If you have diabetes information about how to manage your condition is vital to your well being.
If you have diabetes information about how to manage your condition is vital to your well being. If you don’t look after your feet you run the risk of developing sores or infections that could, in the worst case scenario, lead to amputations.
Reduce your risk of infection or amputation by incorporating these 7 foot care tips:
- Check your feet daily – especially if you have low sensitivity or no feeling in your feet. Sores, cuts and grazes could go unnoticed and you could develop problems leading to amputations.
- Don’t go around barefoot, even indoors. It’s easy to tread on something or stub your toes and cut yourself. Protect your feet with socks/stockings and shoes/slippers.
- Be careful if you have corns or calluses. Check with your doctor or podiatrist the best way to care for them.
- Wash your feet daily in warm, NOT HOT water. And don’t soak your feet (even if you’ve been standing all day) because it could dry your skin and form cracks or sores.
- Take extra care to dry your feet completely, especially between your toes. These are natural moisture traps – leaving them damp or wet could create all sorts of problems.

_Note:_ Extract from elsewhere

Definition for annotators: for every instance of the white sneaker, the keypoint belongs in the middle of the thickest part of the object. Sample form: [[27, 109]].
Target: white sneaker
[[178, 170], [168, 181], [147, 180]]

- Exercise your legs and feet regularly. Even when sitting you can rotate your ankles; wiggle your toes or move your legs up and down. These all keep your blood circulation flowing and helps to minimize the risk of foot problems.
- Get your feet professionally checked, at least once a year, for sensitivity and signs of any problems. You can usually arrange this when you have your annual check up for your AC1 levels (blood glucose levels over a 3-month period), blood pressure and cholesterol.
Take constant care of your feet. Get help from a relative or professional (Doctor, diabetic nurse or podiatrist) if you are not able to bend when trimming nails or checking for sores. Taking these simple actions will help you reduce the risk of painful problems.